Revista Time mostrou o cofrinho?
A mídia impressa está vivendo tempos difíceis por causa da concorrência com os meios eletrônicos e a queda da receita. Mas esse não é o único motivo da decisão da Time
A mídia impressa está vivendo tempos difíceis por causa da concorrência com os meios eletrônicos e a queda da receita. Mas esse não é o único motivo da decisão da Time
Meio & Mensagem
23 de maio de 2014 - 2h49
No tempo da minha avó, uma mulher de família não usava vestido que deixasse o joelho de fora. Era a moral da época. Rir disso é bobagem, porque, se vivêssemos naquele período, pensaríamos a mesma coisa. No tempo da minha mãe, os costumes já permitiam saia três dedos acima do joelho, despertando atenção e desejo para esse conjunto de ossos que liga as duas partes da perna. Era atraente e aceitável. Minha geração foi mais longe. Tirou o rótulo de indecente de inovações como o fio-dental na praia, profundos decotes em festas e minissaia em escritório.
Essa mudança nos costumes me veio à mente ao ler notícias sobre a última novidade da revista americana Time. Na edição mais recente, a nonagenária mãe das revistas semanais de informação cometeu seu maior ato de ousadia na relação com anunciantes e leitores. Pela primeira vez, publicou um anúncio na capa. Publicidade da gigante de telefonia Verizon.
Como era de esperar, a iniciativa gerou polêmica, com acusações de que a revista considerada um dos bastiões do jornalismo independente estaria abrindo mão de seus valores e se vendendo aos interesses dos anunciantes. Ou que esse seria mais um sinal da morte iminente das revistas semanais.
Primeiro, é preciso que se diga que o anúncio é praticamente imperceptível. Ele na verdade aparece junto da etiqueta com o nome e o endereço do assinante, o que pode até dar à honrada senhora a desculpa de que não está propriamente na capa. E também não é exatamente um anúncio, mas uma chamada para o anúncio dentro da revista. Mas todos os envolvidos sabiam que aquela pequena fenda no vestido da distinta velhinha provocaria grande repercussão – e foi justamente isso que a Time vendeu à Verizon.
Sim, a mídia impressa está vivendo tempos difíceis por causa da concorrência com os meios eletrônicos e a queda da receita com anunciantes e leitores. Mas esse não é o único motivo por trás da decisão de subir dois dedos da saia. E, agora entrando no campo da opinião pessoal, não creio que seja necessariamente imoral.
O grande problema dos dias de hoje, tanto para anunciantes quanto para veículos de comunicação, é como chamar a atenção do público. As opção são tantas, e com tantos recursos de pirotecnia, que a página estática do jornal e da revista muitas vezes parece aquela moça de saia longa e manga comprida numa festa cheia de periguetes. Todos sabem que é decente e elegante, mas os olhos dos rapazes vão para outro lado.
A questão é saber se publicidade na capa significa subir quatro dedos acima do joelho ou muito mais – e se esse “muito mais” está no campo da estética, como aquelas calças de cintura baixa que deixam o cofrinho à mostra, ou no campo da honestidade.

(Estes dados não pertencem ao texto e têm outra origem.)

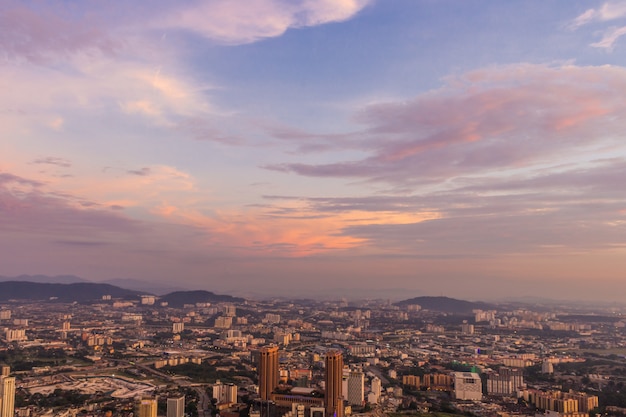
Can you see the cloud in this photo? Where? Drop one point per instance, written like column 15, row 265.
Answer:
column 51, row 160
column 239, row 23
column 608, row 11
column 141, row 172
column 45, row 32
column 29, row 208
column 610, row 37
column 577, row 210
column 485, row 122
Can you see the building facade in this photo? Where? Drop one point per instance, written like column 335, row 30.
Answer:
column 268, row 371
column 333, row 384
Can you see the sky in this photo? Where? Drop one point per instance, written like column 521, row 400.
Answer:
column 317, row 148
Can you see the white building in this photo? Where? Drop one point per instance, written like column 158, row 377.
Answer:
column 467, row 386
column 356, row 388
column 15, row 335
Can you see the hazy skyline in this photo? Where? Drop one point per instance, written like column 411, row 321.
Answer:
column 292, row 147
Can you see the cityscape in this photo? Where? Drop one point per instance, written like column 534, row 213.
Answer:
column 313, row 208
column 145, row 355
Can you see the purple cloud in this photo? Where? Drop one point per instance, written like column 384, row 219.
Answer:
column 488, row 120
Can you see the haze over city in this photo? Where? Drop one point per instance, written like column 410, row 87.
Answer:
column 369, row 148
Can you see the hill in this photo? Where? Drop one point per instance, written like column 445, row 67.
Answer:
column 446, row 304
column 180, row 298
column 58, row 279
column 81, row 291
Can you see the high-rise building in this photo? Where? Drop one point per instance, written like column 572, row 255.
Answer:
column 225, row 393
column 356, row 388
column 176, row 406
column 375, row 392
column 268, row 371
column 467, row 386
column 147, row 407
column 333, row 378
column 7, row 396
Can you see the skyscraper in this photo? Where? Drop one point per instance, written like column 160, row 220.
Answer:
column 268, row 371
column 333, row 376
column 7, row 396
column 176, row 406
column 356, row 388
column 147, row 407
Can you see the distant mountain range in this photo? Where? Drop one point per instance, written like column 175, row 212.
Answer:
column 80, row 291
column 146, row 287
column 57, row 279
column 89, row 291
column 180, row 298
column 447, row 305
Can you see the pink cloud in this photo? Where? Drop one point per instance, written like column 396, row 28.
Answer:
column 40, row 32
column 489, row 119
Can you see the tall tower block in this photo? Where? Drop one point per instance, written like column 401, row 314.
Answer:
column 7, row 396
column 333, row 379
column 268, row 371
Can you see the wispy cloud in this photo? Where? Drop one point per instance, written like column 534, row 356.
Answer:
column 610, row 37
column 489, row 120
column 608, row 11
column 51, row 160
column 239, row 23
column 47, row 32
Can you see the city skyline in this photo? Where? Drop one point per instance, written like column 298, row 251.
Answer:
column 355, row 148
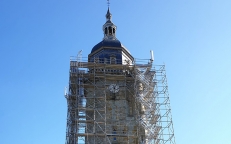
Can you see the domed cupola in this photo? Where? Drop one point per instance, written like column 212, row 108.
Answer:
column 110, row 50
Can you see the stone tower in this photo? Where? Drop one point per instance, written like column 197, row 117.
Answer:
column 112, row 99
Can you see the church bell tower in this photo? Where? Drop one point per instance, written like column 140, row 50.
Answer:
column 114, row 99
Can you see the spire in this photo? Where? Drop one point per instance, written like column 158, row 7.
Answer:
column 109, row 28
column 108, row 15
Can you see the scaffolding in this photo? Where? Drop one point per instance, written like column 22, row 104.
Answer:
column 139, row 113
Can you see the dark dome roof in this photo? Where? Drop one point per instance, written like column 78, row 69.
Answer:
column 108, row 43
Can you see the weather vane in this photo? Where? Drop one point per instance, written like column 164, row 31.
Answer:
column 108, row 3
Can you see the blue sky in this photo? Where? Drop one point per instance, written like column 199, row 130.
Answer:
column 37, row 38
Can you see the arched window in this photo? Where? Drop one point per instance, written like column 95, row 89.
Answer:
column 110, row 30
column 113, row 60
column 105, row 31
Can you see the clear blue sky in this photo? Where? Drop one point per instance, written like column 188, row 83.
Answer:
column 192, row 37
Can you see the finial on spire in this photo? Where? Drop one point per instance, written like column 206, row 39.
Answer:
column 108, row 15
column 108, row 3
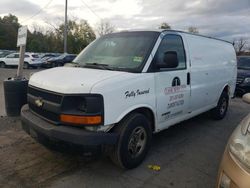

Pessoalmente, acho que o modelo escolhido pela Time para estrear anúncio na capa foi acertadíssimo. É discreto, não interfere no visual e, como está se vendo, fez um barulho suficiente para justificar o provável alto preço cobrado do anunciante. O grande perigo, nesses casos, é sair vendendo barato formatos cada vez mais chamativos e acabar virando a periguete da festa.
Já em relação a ser honesto, o critério é óbvio: um jornal ou revista que se prezem não devem nunca confundir o leitor em relação ao que é conteúdo jornalístico e o que é publicidade – e essa linha o anúncio da Time não cruza. E não custa lembrar que, independentemente do lugar onde o anúncio é publicado, numa publicação jornalística o anunciante não deve interferir no conteúdo editorial, o que claramente também não é o caso na propaganda da Verizon (se a capa da Time fosse sobre telefonia celular, por exemplo, em vez de bebês prematuros, aí seria diferente).
Enfim, na minha modesta opinião, o que a Time fez foi se adaptar aos novos tempos. Mostrou, talvez, o joelho, como a geração da minha mãe. Fica a minha torcida para que nem ela nem os outros veículos respeitados da mídia impressa nunca cheguem ao ponto de mostrar o cofrinho. Perderíamos muito se isso acontecesse.
* Demetrius Paparounis é jornalista, diretor da TAG Content e consultor em comunicação.